Las reacciones respectivas alrededor de dicha decisión no han dejado de sucederse desde entonces y una de las que más repercusión que ha alcanzado ha sido la del magistrado Joaquim Bosch.

El juez, crítico con la decisión, ha expuesto en Twitter que “por primera vez en nuestra historia, los representantes democráticos ven suspendida parcialmente su actividad legislativa. Es un efecto más del bloqueo partidista de la cúpula judicial. La decisión del Tribunal Constitucional es un precedente peligroso para la democracia”.

Este fin de semana el juez advertía en un artículo que “la excepcionalidad se ha convertido en la normalidad en el funcionamiento de la cúpula judicial”.

Par este “la situación roza el esperpento propio de las mejores obras de Valle-Inclán”, debido a que “el mandato de los miembros del actual CGPJ acababa en 2018, pero llevan más de cuatro años caducados, autoprorrogados y en funciones, como si sus pilas fueran eternas”.

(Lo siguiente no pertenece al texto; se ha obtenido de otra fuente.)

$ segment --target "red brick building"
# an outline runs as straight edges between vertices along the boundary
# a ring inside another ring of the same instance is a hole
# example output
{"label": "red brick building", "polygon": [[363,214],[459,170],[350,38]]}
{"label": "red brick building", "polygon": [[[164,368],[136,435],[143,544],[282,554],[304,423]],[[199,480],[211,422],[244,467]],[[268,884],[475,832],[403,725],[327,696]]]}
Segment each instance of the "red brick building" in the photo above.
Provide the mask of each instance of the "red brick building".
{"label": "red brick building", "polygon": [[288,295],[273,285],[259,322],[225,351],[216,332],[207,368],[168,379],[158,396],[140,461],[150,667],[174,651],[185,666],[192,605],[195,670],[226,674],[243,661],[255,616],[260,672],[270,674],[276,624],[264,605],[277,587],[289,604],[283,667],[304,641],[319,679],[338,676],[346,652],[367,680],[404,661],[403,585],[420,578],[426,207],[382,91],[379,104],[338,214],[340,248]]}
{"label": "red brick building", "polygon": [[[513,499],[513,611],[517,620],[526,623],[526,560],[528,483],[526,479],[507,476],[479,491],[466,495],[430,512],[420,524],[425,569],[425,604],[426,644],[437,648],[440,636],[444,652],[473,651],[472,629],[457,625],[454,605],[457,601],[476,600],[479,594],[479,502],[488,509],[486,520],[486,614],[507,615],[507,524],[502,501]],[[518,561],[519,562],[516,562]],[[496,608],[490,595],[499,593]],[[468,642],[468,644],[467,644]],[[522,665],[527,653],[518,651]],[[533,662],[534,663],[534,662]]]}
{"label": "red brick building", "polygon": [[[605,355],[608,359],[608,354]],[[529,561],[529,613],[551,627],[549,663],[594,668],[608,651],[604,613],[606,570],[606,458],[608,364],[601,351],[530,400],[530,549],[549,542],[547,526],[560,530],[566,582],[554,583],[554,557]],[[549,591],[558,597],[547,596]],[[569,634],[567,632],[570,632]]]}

Y lanzaba una advertencia para garantizar la democracia: “Hemos mejorado bastante, pero aún debemos aprender de las democracias más avanzadas. En ellas no existen estos problemas, porque han configurado sus instituciones de otra forma, con un adecuado sistema de contrapesos. Lo más urgente para salir de lo grotesco es acabar lo antes posible con la excepcionalidad y renovar nuestros caducados órganos constitucionales”.